Tabii ki o da bir tedavi, ama geçici.

Gerçek insanı oluşturan ruhumuz, hislerimiz, duygularımız. Ne olacak peki?

İşte onu düzeltmek yine, anladığım kadarıyla tedavi sırasında hastayla ilgilenen doktorlarımızın görevi. Çok merak ediyorum, hastanelerde psikiyatristler bir hastayla ne kadar ilgileniyorlar? Gerçekten hastaneden çıkabilmeleri için onay verirken, onların ruhsal sağlıklarının düzeldiğine inanıyorlar mı? Bir daha hastaneye geri dönmeyeceklerine emin olabiliyorlar mı? Hiç sanmıyorum. Çünkü yine her şey yüzeysel.

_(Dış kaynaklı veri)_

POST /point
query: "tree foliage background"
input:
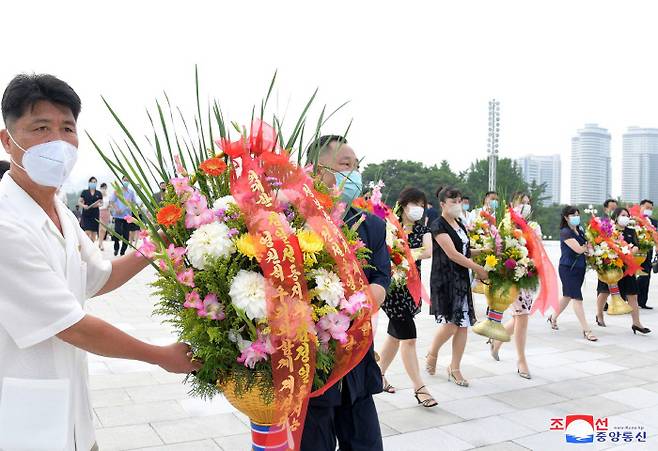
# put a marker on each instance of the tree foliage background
(399, 174)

Zaten doktoru ne ilgilendirir ki, belki de artık onlar da sadece zaman dolduruyor ya da kazandıkları paranın yetersizliğinin acısını her şeyi yüzeysel yaparak çıkarıyorlar.

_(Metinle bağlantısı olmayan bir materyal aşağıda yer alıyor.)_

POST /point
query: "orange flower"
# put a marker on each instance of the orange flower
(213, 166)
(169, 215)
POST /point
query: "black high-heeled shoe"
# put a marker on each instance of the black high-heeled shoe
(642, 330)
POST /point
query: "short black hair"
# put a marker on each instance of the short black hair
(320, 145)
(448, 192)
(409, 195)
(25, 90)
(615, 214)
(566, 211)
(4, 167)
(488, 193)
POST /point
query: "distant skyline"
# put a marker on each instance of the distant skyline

Bir kişinin iyileşmesi neyi halleder ki, onunla mı uğraşacaklar veya memleketi kurtarmak ona mı düştü, nasıl olsa hasta! Gider, bir daha gelir. O gelmezse başkası gelecek. Boşver biz işimizi yapmayalım, yapmaya çalışalım. Neden mi böyle oluyor?

Çünkü olayları, bıktınız ama, yüzeysel ve genel anlamda alıyoruz. Hiçbir şeyi bireysel düşünemiyoruz. Hep birilerinin bizi takdir etmesini bekliyoruz. Kendi kendimizi takdir etmek gibi bir alışkanlığımız yok. Sanki tek bir kişi olarak önemsizmişiz sanıyoruz. Oysa şu karman çormanlık içinde her birey kendini sevse, saysa her şey çözülür.

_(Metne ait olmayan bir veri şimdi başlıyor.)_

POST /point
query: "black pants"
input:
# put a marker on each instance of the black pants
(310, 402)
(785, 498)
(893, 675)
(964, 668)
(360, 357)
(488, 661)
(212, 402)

İşler artık toplumsal olmaktan çıktı, kendimizi özelleştirmenin zamanı geldi. Unutmayın ki biz insanız ve çok özeliz. Kısacası, bir kişinin ruhsal sağlığını önemseyerek başlarsak işe, zamanla çığ gibi büyür, bir hastaya ayrılan kaliteli zaman, sizin kendinize olan saygınızı gösterir. Kaybetmek kolay, kazanmak zordur.

İşte yine eğitim çıktı karşımıza. Aslında eğitim denince aklımıza ilk gelen matematik, fizik mi bilemiyorum ama, bildiğim şu ki eğitimin yolu önce sevgi, saygı, özgüvenden geçer.

Çocuğunuz güzel yüzlüyse daha çok tehdit altında

Oğlu Can’ı, henüz 16 yaşındayken uyuşturucuya kurban veren Egemen Akalın aileleri uyarıyor: ‘İstanbul’da uyuşturucu bulmak için uğraşmanız gerekmez. Hele çocuklarınız yakışıklı, parlak çocuklarsa daha çok tehdit altındasınız. Bu çocuklar satıcılar için iyi tipler.’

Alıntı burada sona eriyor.